At that meeting, the government officials estimated Thailand
required around 3 million doses per month, Hubben wrote.
The correspondence was first reported by Isara news agency
and later seen by Reuters.
AstraZeneca also explained at the September meeting that
Thailand had an opportunity to procure more via the
international COVAX vaccine-sharing scheme, Hubben said in the
letter.
Thailand, which never made supply deals with COVAX, instead
decided in January to buy 26 million doses from AstraZeneca and
another 35 million doses in May, the letter showed.

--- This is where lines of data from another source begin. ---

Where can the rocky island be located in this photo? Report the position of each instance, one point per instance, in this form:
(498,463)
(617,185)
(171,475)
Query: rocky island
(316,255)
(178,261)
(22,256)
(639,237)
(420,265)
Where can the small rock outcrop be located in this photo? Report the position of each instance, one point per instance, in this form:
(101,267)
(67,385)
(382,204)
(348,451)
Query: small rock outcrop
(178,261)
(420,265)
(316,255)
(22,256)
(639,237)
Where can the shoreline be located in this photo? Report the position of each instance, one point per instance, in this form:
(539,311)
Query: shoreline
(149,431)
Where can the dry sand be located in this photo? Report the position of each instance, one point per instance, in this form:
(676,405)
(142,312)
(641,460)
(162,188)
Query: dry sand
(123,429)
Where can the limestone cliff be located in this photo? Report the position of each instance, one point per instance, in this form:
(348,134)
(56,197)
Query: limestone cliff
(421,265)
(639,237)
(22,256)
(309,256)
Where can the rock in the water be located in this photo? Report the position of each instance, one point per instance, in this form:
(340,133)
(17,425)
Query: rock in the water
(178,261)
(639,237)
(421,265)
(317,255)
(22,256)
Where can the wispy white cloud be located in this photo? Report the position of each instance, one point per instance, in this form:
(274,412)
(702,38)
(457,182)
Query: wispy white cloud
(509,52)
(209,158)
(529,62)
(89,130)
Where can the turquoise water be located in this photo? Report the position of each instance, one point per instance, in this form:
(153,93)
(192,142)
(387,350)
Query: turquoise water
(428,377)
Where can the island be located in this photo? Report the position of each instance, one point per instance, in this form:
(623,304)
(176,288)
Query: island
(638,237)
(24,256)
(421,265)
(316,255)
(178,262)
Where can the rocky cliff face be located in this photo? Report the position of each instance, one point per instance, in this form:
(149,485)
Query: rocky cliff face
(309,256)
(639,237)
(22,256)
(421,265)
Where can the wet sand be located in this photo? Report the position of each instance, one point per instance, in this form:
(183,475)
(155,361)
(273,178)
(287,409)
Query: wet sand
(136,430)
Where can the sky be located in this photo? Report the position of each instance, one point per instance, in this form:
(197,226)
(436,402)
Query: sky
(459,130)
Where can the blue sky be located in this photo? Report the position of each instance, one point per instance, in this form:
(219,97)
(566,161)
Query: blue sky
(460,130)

The director-General of the Thai Disease Control Department,
Opas Karnkawinpong, confirmed on Sunday that the letter was
authentic. He told reporters the 3 million figure had been a
rough estimate and Thailand had formally asked AstraZeneca in
April 2021 to provide 10 million monthly doses.
He did not say whether AstraZeneca had agreed to that, and
said it was understood that vaccine availability depended on
output and volume might need to be agreed on a monthly basis.
AstraZeneca had no comment on Monday on the leaked letter.
The letter also detailed AstraZeneca's supply commitments of
nearly 114 million doses elsewhere in Asia - a supply chain that
has become uncertain due to potential export restrictions by the
Thai government.
It planned to supply 50 million doses to Indonesia, 30
million to Vietnam, 16.5 million to the Philippines, 10 million
to Taiwan and 6.4 million to Malaysia, the letter showed.
Opposition lawmaker Wiroj Lakkhanaadisorn said Thai
authorities were prepared for neither a global supply shortage
nor the severe impact of variants of concern.
"The government was over-confident about the situation when
making these plans," he told Reuters on Monday. "They have been
very slow and careless."
Thailand has inoculated just 5.2% of its population so far.
A source with knowledge of Thailand's AstraZeneca agreement
said 61 million doses, or about a third of the local factory's
agreed output, would be delivered to Thailand overall, but no
monthly volume commitment had ever been agreed.